私は直ぐさま産屋敷邸へ戻る。【陽光反転】の効力は切れ元の体質へ戻る。
有耶無耶になってしまった柱合会議。
炭治郎と禰豆子は一応は剣士として認められた。満身創痍のためカナエちゃんの蝶屋敷で預かってくれるという。
カナエちゃんなら安心だ。【常中】のことについてもお願いしようかな。
私は【新月】たる彼女達の抹殺を公式に受けることになる。
【柱】の彼等には【鬼舞辻】側に集中して欲しいから私の単独の使命だ。
「……構わないんだね麟さん」
「もちろん。
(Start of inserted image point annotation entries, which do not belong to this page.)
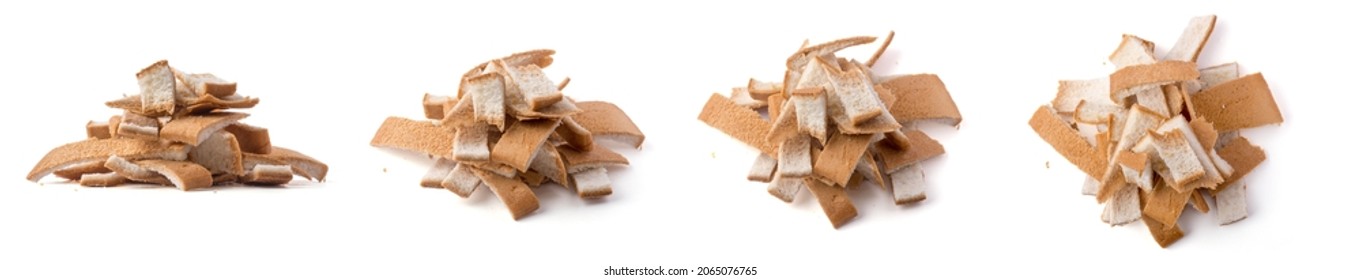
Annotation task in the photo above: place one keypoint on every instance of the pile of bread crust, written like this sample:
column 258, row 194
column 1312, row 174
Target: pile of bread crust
column 178, row 131
column 511, row 128
column 834, row 124
column 1161, row 133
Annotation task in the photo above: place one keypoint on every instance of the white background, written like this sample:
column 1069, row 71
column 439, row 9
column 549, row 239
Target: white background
column 1002, row 203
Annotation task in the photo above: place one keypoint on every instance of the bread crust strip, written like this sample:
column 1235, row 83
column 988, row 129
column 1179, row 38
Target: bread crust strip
column 1067, row 142
column 417, row 136
column 736, row 121
column 193, row 129
column 521, row 140
column 95, row 150
column 1244, row 102
column 834, row 201
column 839, row 159
column 513, row 193
column 609, row 121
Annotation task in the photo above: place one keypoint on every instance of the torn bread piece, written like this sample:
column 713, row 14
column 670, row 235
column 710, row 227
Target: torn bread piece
column 592, row 182
column 909, row 185
column 157, row 83
column 1165, row 127
column 762, row 170
column 268, row 174
column 512, row 128
column 172, row 133
column 434, row 177
column 102, row 180
column 607, row 121
column 833, row 124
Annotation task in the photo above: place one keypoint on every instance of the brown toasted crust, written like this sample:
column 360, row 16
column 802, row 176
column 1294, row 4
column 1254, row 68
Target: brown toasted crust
column 519, row 143
column 181, row 174
column 97, row 129
column 1243, row 156
column 1165, row 204
column 738, row 121
column 300, row 163
column 576, row 159
column 76, row 170
column 157, row 83
column 515, row 195
column 550, row 163
column 834, row 201
column 101, row 148
column 1162, row 234
column 1205, row 133
column 1160, row 72
column 879, row 52
column 219, row 154
column 603, row 118
column 1199, row 203
column 840, row 156
column 1067, row 142
column 267, row 174
column 433, row 105
column 922, row 97
column 135, row 171
column 922, row 147
column 1244, row 102
column 102, row 180
column 207, row 103
column 576, row 135
column 773, row 103
column 417, row 136
column 193, row 129
column 139, row 127
column 252, row 139
column 1135, row 161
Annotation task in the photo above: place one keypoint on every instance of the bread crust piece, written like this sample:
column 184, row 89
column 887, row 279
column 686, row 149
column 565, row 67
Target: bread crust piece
column 95, row 129
column 193, row 129
column 181, row 174
column 1133, row 50
column 102, row 180
column 219, row 154
column 75, row 171
column 487, row 94
column 521, row 140
column 268, row 174
column 433, row 105
column 1192, row 40
column 1244, row 102
column 607, row 121
column 736, row 121
column 1124, row 80
column 575, row 135
column 839, row 159
column 577, row 161
column 252, row 139
column 94, row 150
column 1066, row 142
column 922, row 147
column 922, row 97
column 1243, row 156
column 592, row 182
column 417, row 136
column 834, row 201
column 515, row 195
column 157, row 83
column 301, row 165
column 1165, row 204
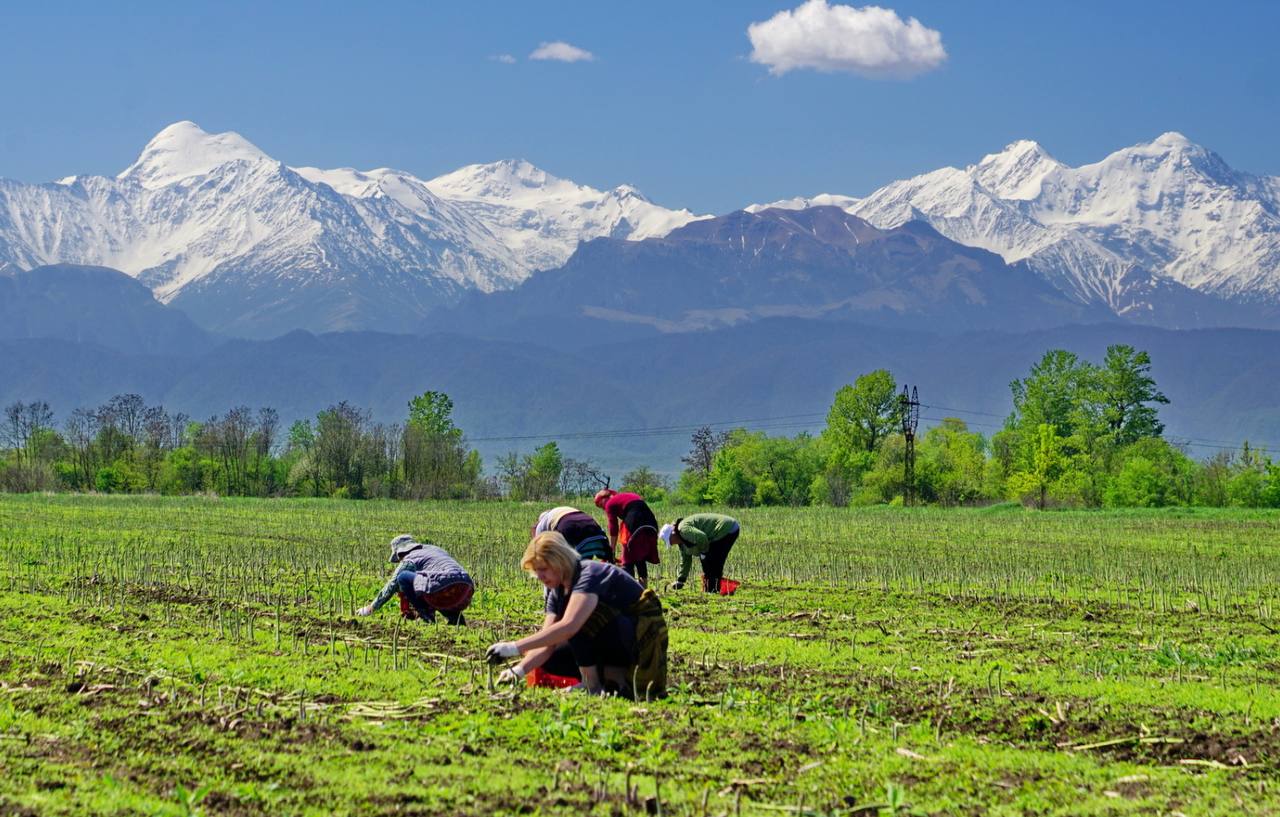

私への恨みあるものもいますし【真白】という【見えざる月】の中核の鬼には因縁あるしね」
私は使命を理由に存命を許される。
こうして解散となる。錆兎は何か言いたそうだったけれど私は帰宅する。
「…麟様?」
「………………ごめんもう休むね」
「はい、お休みなさい」
自室へ入り寝転ぶ。
「………華姉……………」
記憶の綻びからの【あの人】を思い出した。
それがたまらず嬉しかった。
ああ、私は………少し取り戻せた気がした。
どうか、また忘れないことを祈る。
次回新章【夢幻列車】編突入。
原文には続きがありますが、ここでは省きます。